Let $\mathbb{P}^N$ be the projective space parametrizing $n\times n$ non-zero matrices modulo scalar multiplication, and let $\mathbb{P}^M\subset\mathbb{P}^N$ be the subspaces of symmetric matrices.

In $\mathbb{P}^N$ we have a stratification $X_1\subset X_2\subset \dots \subset X_r \subset \dots \subset \mathbb{P}^N$ where a general point of $X_r$ corresponds to a rank $r$ matrix. Such stratification restricts to the corresponding stratification $Y_r = X_r\cap \mathbb{P}^M$ of the space of symmetric matrices.

Assume there exists a polynomial of degree $d$ on $\mathbb{P}^M$ having multiplicity $m_r$ along $Y_r$ for all $r$. Can we affirm then that there exists a polynomial of degree $d$ on $\mathbb{P}^N$ having multiplicity $m_r$ along $X_r$ for all $r$ ?

I don't have a neat answer, but what I want to write is too long to be comment. First of all, if $I_X$ is the homogeneous (saturated) ideal of an integral subscheme of $\mathbb{P}^N$ (say $X$), then the $m$-th symbolic power of $I_X$ twisted by $\mathcal{O}(d)$ (which I will denote by $I^{[m]}_X(d)$) is precisely the ideal of polynomials of degree $d$ which vanish with multiplicity at least $m$ on $X$.
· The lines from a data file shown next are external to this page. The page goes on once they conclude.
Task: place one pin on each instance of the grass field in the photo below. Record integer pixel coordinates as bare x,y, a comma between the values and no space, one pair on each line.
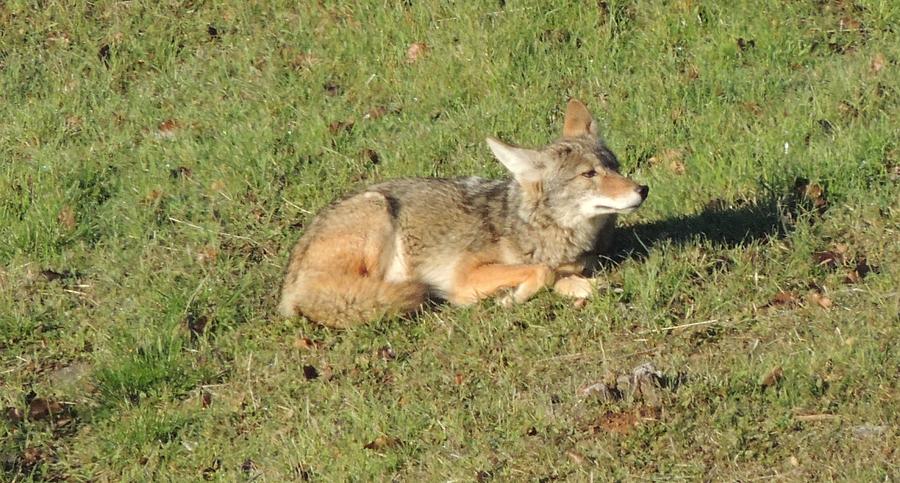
159,159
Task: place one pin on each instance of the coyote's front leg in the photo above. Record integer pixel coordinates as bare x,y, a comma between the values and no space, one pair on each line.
485,280
571,283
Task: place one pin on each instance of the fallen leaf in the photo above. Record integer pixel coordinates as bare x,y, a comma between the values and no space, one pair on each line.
153,196
207,254
753,107
482,475
829,259
66,218
382,442
849,23
41,408
210,470
386,353
13,415
772,377
820,300
306,343
181,172
103,54
370,156
332,89
205,399
303,60
340,126
745,44
32,456
248,466
376,112
167,129
416,51
878,62
310,372
673,159
576,457
784,298
196,324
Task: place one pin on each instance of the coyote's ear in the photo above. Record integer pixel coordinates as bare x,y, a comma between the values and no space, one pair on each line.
522,163
578,120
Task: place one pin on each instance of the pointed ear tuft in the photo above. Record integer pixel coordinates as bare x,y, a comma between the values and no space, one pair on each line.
578,120
522,163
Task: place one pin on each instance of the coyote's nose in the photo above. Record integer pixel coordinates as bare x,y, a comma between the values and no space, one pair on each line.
643,190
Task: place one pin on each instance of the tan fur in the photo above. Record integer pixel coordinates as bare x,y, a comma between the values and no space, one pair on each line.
386,249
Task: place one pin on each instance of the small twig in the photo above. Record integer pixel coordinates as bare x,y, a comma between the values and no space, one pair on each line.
198,227
816,417
296,206
682,326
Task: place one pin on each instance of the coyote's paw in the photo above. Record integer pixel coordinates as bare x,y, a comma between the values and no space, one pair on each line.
574,286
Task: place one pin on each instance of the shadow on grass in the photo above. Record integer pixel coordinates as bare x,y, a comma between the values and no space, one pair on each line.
722,224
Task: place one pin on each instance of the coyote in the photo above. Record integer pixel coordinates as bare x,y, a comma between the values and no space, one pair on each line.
386,249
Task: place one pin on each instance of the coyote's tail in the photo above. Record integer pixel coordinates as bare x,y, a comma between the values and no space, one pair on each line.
342,300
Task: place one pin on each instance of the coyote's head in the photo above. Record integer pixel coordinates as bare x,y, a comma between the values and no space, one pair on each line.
576,178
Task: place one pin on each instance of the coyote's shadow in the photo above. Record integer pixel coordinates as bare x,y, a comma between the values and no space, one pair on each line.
727,225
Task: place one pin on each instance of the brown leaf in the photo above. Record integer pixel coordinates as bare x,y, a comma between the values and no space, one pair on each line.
859,272
829,259
820,300
370,156
210,470
248,466
205,399
576,457
386,353
850,23
784,298
303,61
207,254
745,44
416,51
339,126
772,377
753,107
103,54
310,372
673,159
196,324
168,128
376,112
181,172
66,218
848,109
332,89
33,456
13,415
153,196
878,63
382,442
41,408
308,344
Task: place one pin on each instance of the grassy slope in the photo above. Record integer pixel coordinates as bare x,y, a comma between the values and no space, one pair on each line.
92,190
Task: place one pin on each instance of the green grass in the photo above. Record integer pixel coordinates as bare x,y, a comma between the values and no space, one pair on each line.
139,265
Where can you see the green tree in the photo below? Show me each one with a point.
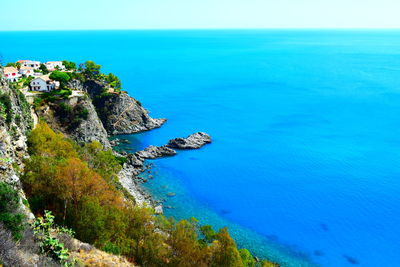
(91, 69)
(10, 64)
(114, 82)
(247, 259)
(43, 69)
(60, 76)
(69, 65)
(9, 204)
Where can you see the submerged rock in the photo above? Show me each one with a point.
(153, 152)
(193, 141)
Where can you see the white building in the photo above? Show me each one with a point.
(30, 63)
(44, 84)
(26, 71)
(11, 74)
(52, 65)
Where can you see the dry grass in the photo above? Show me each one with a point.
(97, 258)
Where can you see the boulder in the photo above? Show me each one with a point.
(153, 152)
(193, 141)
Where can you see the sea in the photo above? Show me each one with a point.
(304, 167)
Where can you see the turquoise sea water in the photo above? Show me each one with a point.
(304, 167)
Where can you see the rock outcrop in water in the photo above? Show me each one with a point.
(153, 152)
(193, 141)
(119, 112)
(83, 131)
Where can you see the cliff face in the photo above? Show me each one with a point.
(15, 122)
(120, 113)
(84, 130)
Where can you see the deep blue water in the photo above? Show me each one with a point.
(304, 167)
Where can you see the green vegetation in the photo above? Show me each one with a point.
(69, 65)
(43, 69)
(11, 64)
(5, 107)
(90, 69)
(9, 203)
(46, 233)
(114, 82)
(60, 76)
(78, 185)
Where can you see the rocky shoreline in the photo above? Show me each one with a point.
(135, 164)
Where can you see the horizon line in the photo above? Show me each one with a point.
(200, 29)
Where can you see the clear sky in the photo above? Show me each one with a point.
(189, 14)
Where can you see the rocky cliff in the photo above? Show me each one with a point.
(120, 113)
(63, 116)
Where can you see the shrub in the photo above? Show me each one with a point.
(46, 233)
(9, 203)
\strikeout {I looked a bit around on Google, and it seems known that if $X$ is arithmetically Cohen-Macaulay (meaning that its coordinate ring is Cohen-Macaulay), then the symbolic powers of $I_X$ agree with the regular powers of $I_X$.} : not sure if that is true, probably not correct...

So basically your question can be formulated as follows:

Let $P$ a non-zero vector which lies in the intersection of the $I_{Y_r}^{[m_r]}(d)$, can we find a non-vector in the intersection of the $I_{X_r}^{[m_r]}(d)$?

I found this paper by Sullivant: https://arxiv.org/pdf/math/0608542.pdf where he gives a quite detailed description of the graded generators of $I_{Y_r}^{[m_r]}$ and $I_{X_r}^{[m_r]}$ (corollary $5.7$ and Theorem $5.8$). As a consequence, it seems that we get:

$$I_{X_r}^{[m_r]}(d) \otimes \left(\mathbb{C}[X_0,\ldots,X_N]/I_{\mathbb{P}^M}\right) = I_{Y_r}^{[m_r]}(d).$$

In particular, one has a surjection:

$$I_{X_r}^{[m_r]}(d) \rightarrow I_{Y_r}^{[m_r]}(d) \rightarrow 0,$$

which looks pretty close to what you want.